Wir debattieren über einen Schuldenschnitt. Wir diskutieren über die
Beteiligung der privaten Banken an einem Rettungsplan. Wir planen das
(wievielte?) Treffen der Finanzminister. Wir denken über einen
Rausschmiss Griechenlands aus der Eurozone nach. Wir lassen die
internationalen Finanzmärkte und die Ratingagenturen ungehindert ihre
Spekulationen mit dem europäischen Sorgenkind Nummer 1 treiben.
Europäer und Griechen schreiben sich gegenseitig die Schuld an der
sich weiter aufschaukelnden Krise zu und kehren zu wenig vor der
eigenen Haustür.

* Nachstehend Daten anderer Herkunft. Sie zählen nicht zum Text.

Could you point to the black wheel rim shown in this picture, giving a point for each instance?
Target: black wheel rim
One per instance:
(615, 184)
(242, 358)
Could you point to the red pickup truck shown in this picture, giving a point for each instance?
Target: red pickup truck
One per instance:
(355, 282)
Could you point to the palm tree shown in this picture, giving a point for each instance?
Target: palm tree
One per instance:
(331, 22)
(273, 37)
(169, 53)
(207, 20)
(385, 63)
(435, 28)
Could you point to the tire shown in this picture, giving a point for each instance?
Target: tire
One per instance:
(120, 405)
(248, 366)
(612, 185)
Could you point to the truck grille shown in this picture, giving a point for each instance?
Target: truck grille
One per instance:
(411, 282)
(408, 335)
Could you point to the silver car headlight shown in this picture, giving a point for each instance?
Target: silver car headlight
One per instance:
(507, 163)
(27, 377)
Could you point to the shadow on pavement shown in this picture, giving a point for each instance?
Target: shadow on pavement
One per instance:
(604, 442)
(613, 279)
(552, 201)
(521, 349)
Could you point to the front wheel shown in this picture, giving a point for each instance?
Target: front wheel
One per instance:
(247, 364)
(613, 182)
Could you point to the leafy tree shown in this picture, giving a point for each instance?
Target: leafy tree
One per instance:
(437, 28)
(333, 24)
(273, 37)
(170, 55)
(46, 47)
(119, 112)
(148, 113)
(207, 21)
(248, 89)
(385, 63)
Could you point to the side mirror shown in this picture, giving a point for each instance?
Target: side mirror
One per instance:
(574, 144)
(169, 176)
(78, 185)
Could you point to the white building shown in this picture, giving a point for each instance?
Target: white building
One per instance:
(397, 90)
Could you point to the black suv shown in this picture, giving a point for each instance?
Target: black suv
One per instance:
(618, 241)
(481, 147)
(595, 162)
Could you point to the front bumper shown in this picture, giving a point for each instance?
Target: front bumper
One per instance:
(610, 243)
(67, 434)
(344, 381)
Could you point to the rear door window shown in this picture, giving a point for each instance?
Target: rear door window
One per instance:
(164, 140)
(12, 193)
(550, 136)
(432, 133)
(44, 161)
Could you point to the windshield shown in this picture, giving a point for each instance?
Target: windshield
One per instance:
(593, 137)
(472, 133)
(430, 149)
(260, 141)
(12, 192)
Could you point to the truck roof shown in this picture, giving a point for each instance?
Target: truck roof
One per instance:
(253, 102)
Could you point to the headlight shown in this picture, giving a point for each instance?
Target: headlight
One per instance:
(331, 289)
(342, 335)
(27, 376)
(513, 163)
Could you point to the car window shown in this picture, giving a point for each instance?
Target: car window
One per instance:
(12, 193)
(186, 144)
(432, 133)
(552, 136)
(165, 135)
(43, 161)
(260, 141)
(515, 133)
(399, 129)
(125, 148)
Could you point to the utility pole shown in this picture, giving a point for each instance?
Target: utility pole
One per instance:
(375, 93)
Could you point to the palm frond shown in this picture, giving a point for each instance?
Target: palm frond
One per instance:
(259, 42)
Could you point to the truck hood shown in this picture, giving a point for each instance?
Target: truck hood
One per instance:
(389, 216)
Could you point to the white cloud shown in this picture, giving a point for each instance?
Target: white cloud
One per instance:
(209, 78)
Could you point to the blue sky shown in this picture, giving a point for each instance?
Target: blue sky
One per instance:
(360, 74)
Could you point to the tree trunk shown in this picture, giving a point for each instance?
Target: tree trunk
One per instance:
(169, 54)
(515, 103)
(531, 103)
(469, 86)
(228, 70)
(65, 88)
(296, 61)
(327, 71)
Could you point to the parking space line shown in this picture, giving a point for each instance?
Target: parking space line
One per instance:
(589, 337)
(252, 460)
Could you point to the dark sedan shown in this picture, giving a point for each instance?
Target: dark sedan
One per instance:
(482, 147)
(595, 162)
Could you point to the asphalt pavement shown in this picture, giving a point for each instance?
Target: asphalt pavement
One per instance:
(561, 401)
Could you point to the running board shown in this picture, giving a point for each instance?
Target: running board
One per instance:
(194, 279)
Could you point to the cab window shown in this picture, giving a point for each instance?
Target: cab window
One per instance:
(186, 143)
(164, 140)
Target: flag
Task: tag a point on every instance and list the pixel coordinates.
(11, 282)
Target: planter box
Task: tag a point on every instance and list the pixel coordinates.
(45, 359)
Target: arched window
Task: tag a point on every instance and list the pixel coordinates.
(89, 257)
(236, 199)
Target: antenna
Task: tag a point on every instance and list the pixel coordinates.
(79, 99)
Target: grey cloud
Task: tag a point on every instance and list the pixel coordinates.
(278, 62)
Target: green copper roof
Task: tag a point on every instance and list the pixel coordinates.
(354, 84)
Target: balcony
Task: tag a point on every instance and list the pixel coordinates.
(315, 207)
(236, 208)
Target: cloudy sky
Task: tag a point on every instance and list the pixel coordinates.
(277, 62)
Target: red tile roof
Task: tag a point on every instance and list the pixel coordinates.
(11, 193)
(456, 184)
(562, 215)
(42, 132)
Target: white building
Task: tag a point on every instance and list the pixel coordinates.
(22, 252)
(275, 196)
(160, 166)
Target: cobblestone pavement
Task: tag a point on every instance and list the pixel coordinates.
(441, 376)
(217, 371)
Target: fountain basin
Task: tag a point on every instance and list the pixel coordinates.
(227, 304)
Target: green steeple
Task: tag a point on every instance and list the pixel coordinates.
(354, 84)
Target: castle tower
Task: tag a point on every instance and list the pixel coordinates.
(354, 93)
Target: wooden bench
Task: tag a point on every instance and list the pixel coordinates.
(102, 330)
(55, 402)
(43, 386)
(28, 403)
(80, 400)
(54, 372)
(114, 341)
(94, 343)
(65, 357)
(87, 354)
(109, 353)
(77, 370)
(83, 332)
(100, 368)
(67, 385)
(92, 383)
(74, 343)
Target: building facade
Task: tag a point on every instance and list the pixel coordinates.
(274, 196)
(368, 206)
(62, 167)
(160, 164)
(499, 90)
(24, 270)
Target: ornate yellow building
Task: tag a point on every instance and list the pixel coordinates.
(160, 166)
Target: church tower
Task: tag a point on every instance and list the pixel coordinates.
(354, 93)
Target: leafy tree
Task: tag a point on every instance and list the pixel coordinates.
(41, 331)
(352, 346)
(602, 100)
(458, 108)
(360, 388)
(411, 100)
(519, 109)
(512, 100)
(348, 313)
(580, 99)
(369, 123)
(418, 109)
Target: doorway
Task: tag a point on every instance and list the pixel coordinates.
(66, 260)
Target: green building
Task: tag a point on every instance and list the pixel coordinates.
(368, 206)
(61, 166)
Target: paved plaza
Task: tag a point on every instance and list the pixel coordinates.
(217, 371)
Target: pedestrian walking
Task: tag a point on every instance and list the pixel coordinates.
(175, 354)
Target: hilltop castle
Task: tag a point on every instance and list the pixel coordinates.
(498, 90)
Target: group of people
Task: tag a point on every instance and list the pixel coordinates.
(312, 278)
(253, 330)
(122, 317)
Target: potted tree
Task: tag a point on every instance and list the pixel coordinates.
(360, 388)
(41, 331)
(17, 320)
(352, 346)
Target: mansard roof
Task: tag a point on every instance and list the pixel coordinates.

Manche Griechen bauen darauf, dass die uneinigen
Europäer ihre Auflagen schon noch herabsetzen werden. Manche Griechen
vertrauen darauf, dass die Europäer brav weiter zahlen werden, und
sei es nur aus Sorge um einen sonst drohenden Finanzcrash. Manche
Griechen verweigern sich schlichtweg der Einsicht in die Schwere der
Krise – Schuld haben immer die anderen. Auf den ersten Blick scheint
es Zeitverschwendung zu sein, dass in Griechenland über Neuwahlen
spekuliert wird. Aber vielleicht sind sie sogar unumgänglich. Jede
Regierung, die ihrem Volk massive Einschränkungen vorschreiben will,
braucht dafür eine demokratische Legitimierung. Eine vor dem
Hintergrund der Krise gewählte Regierung könnte sich nicht mehr in
die Ausrede flüchten, man habe dafür kein Mandat. Und die Wähler
hätten nicht mehr die Ausrede, die da oben entscheiden ohne das Volk
gefragt zu haben. Es wird aber auch Zeit, dass die Europäer eine
einheitliche Linie finden. Deutschland und Frankreich blockieren sich
gegenseitig. Vor allem französische Banken haben stark in griechische
Staatsanleihen investiert. Wenn sich Bundesfinanzminister Wolfgang
Schäuble mit seinem Vorschlag durchsetzt, private Gläubiger an neuen
Hilfen für Griechenland zu beteiligen, drohen diesen Geldinstituten
massive Einbußen. Die ersten Ratingagenturen haben bereits mit der
Herabstufung französischer Finanzkonzerne gedroht. Die Regierung in
Paris will daher unterstützt von der EU-Kommission und der
Europäischen Zentralbank, die ebenfalls griechische Schrottpapiere
hortet, den privaten Banksektor allenfalls auf freiwilliger Basis an
neuen Griechenland-Hilfen beteiligen – also gar nicht. Es bleibt
abzuwarten, ob Schäuble bei seiner Linie bleibt. Die deutschen
Großbanken haben ihre Griechenland-Papiere bereits weitgehend
abgestoßen – und trotzdem sinkt ihr Börsenkurs. Nur die im Gefolge
der Finanzkrise verstaatlichte Hypo Real Estate hält weiter
Milliarden schwere Anleihen. Zu deutsch heißt das: Wenn die
griechischen Schulden gestreckt werden und die Banken sich beteiligen
müssen, zahlt dafür in Deutschland letztlich der Steuerzahler. Wenn
Griechenland nur mittels staatlich garantierter Hilfen gerettet wird,
zahlt dafür ebenfalls der Steuerzahler. Letztlich kann es dem
deutschen Bürger fast schon egal sein, wie die Griechenland-Hilfe
finanziert wird. Wir Bürger sind auf alle Fälle immer dabei. Die
Entscheidung über das weitere Vorgehen könnte heute beim Treffen des
französischen Staatspräsidenten Nicolas Sarkozy mit Kanzlerin Angela
Merkel fallen. Zu hoffen wäre es, denn solange Europa keine klaren
Signale nach Athen sendet, wird vor Ort die Krisenbewältigung nicht
einfacher.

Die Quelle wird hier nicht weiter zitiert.